Mistaking Surveillance Start-up SuccessBy: John Honovich, Published on Sep 28, 2011
People routinely assume that start-ups with big marketing presence at trade shows, magazines, events, etc. are successful. This is highly misleading and obscures a critical factor in true long term success - the ratio of revenue to company investment. In this note we explain why companies with a low ratio, such as 3VR, Intransa and Pivot3 are in far worse shape and riskier than companies like Avigilon, Exacq and Genetec.
Indeed, if you only looked at booth size, sales calls, ads, etc. (which is the easiest approach) you would think that the companies were of equal strength or that the former were actually stronger. This is far from the case.
Roughly speaking, startups can get sales from one or two ways:
- Buy business: If you spend a lot of money on sales people and marketing, you will get sales even if what you are selling has questionable value. A combination of vendor hype and end user naivety will assure that.
- Generate value: Even if you do not spend much on marketing, if you have a clear value proposition, you too will get sales.
Here's where it gets confusing: In the short term both approaches can drive similar levels of revenue. As such, if you look at revenue alone, the companies appear to be similarly successful. That is highly highly misleading.
Startup marketing spending splashes are inherently unsustainable. You cannot indefinitely sell dollar bills for 85 cents. This is a 'jump start' technique approved by investors to quickly get the startup to some level of critical mass. However, it can implode unless the company's products offer real sustainable value.
Looking at Surveillance Companies
Let's start by looking at the 2010 annual revenue of 6 video surveillance companies:
- 3VR: $14 Million
- Intransa: ~$20 Million (estimated - insiders say estimate is too high)
- Pivot3: ~$20 Million (estimated - insiders say estimate is too high)
- Avigilon: $32 Million
- Exacq: $19 Million
- Genetec: $40 Million
These companies are roughly in the same revenue range and roughly founded in the same time frame (7-10 years ago). If you are looking at just revenue, the companies seem to be close.
Now, let's look at the amount invested in them - numbers are not exact but are in the approximate range:
- 3VR: ~$50 Million
- Intransa: ~$100 Million
- Pivot3: ~$100 Million
- Avigilon: ~$5 Million
- Exacq: ~$4 Million
- Genetec: ~$3 Million
You can start to see great disparity between the two groups of companies. To pull this together, let's look at the ratio of revenue to investment:
- 3VR: 0.3
- Intransa: 0.2
- Pivot3: 0.2
- Avigilon: 6.4
- Exacq: 4.8
- Genetec: 13.3
Let me show it to you visually so you can see it:
This difference in efficiency between the groups is drastic. It points to one clear fact - the latter group of companies are doing a much better job of meeting customer's needs and has a far greater likelihood of being successful.

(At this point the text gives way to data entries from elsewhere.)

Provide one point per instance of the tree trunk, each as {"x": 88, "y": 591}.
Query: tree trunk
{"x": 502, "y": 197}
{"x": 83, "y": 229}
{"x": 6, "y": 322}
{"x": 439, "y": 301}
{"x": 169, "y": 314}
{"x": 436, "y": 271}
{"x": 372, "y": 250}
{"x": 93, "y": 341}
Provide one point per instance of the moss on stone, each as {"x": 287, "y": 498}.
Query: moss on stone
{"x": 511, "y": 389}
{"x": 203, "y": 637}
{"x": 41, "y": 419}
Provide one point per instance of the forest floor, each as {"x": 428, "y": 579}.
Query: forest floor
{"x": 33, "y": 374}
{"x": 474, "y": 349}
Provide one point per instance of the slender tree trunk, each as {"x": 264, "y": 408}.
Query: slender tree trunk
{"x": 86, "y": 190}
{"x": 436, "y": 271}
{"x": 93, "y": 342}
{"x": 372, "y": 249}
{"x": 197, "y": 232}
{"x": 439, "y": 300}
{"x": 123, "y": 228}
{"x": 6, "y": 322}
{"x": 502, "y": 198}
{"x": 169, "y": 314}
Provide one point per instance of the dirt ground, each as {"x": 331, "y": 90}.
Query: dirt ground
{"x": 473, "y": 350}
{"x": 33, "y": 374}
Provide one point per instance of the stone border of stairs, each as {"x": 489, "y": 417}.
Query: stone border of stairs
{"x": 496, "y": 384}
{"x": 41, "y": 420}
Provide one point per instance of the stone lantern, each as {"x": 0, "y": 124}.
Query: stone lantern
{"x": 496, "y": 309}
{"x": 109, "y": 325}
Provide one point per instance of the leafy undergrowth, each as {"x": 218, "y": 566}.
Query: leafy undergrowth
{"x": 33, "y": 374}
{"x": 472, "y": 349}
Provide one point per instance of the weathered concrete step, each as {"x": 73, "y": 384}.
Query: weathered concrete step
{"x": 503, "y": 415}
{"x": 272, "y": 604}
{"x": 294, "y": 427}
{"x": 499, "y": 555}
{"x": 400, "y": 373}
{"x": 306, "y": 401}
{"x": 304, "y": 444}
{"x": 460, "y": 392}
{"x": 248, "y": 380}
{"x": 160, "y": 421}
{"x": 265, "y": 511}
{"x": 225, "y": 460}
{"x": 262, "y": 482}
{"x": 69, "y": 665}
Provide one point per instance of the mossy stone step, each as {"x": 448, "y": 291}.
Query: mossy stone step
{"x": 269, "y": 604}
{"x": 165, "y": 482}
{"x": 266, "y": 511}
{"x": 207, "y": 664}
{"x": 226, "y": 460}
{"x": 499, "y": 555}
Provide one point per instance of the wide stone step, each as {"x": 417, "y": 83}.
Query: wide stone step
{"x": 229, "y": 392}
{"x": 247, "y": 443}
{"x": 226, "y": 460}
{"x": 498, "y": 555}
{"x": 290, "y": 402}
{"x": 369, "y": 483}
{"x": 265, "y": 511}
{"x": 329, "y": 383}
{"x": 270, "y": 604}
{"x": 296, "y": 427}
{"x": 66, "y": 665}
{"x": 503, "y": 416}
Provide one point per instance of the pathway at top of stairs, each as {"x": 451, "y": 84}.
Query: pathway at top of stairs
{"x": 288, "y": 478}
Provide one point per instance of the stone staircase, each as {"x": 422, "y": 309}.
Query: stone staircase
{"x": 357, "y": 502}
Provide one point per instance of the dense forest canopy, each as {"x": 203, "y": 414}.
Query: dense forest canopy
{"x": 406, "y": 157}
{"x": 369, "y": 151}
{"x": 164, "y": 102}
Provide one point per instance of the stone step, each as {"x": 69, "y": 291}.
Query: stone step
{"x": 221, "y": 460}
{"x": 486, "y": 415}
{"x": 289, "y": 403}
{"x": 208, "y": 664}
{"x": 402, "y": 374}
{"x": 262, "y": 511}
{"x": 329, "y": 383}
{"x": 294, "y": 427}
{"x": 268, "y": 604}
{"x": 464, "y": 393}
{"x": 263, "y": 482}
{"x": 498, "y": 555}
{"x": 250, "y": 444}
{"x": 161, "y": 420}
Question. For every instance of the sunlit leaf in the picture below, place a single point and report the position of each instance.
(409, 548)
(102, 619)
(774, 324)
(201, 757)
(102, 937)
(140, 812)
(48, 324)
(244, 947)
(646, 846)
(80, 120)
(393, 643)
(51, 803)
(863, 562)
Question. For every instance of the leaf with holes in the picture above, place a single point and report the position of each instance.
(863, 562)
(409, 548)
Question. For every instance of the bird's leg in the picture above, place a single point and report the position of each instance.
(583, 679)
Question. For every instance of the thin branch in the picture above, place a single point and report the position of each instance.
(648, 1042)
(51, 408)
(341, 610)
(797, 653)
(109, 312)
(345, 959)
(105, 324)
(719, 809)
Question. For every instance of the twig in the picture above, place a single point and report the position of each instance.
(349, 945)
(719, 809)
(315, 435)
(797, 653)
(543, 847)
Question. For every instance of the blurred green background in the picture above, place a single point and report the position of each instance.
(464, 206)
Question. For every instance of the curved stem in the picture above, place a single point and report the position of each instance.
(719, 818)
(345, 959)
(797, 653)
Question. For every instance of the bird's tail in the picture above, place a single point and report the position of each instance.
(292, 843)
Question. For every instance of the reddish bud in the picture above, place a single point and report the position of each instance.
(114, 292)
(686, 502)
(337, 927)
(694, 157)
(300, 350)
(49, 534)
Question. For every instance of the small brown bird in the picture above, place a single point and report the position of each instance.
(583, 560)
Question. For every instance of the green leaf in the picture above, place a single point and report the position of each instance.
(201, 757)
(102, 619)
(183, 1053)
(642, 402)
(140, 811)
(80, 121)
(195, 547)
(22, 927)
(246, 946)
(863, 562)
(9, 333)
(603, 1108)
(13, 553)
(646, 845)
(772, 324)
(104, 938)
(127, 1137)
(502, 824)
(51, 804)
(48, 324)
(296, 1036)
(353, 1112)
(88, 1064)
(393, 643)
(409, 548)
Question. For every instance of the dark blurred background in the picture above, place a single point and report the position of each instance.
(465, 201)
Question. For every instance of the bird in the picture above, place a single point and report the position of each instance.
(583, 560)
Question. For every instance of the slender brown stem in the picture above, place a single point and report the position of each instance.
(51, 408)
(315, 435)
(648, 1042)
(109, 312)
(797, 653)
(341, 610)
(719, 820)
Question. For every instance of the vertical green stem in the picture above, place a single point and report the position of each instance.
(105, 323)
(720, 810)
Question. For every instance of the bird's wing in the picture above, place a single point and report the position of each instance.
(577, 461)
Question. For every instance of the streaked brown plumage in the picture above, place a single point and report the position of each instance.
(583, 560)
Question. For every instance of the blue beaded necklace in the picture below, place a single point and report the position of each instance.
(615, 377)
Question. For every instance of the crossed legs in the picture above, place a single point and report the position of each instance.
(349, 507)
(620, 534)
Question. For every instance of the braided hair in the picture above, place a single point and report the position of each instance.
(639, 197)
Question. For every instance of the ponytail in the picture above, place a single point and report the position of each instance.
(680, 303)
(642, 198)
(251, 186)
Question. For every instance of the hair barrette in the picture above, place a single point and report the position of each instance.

To cap it off, it is nearly certain that the companies in the latter group are all profitable while the companies in the former group are burning cash and are dependent on further investment.
What About their Growth Rates?
You might object and say, "3VR, Intransa, Pivot3, etc. keep on announcing record growth levels. Surely that shows their strength." However, the reality is that when you are spending so much on sales and marketing that such 'record' growth is needed just to survive.
What About Independent Integrator Satisfaction?
On the various online surveillance forums, Avigilon, Exacq and Genetec are three of the most commonly praised products by integrator technical people. Integrators love Avigilon so much that it is sometimes annoying. By contrast, we rarely, if ever, hear integrators recommending 3VR, Intransa or Pivot3. Indeed, our recent Intransa discussions confirm that most technical people remain skeptical about their value.
While independent integrator satisfaction is much harder to read, it is clearly a much more reliable indicator of real product acceptance.
What Does This Mean?
This pattern happens regularly in the industry. Right now, the two recent entrants spending a ton on marketing are Briefcam and Brickcom. We hear about them all the time from their PR and sales people but rarely from integrators. Bad sign.
If you want to reliably determine which companies are going to be sustainable leaders focus on the ratio of revenue to investment and what real integrators are saying, not the marketing machine.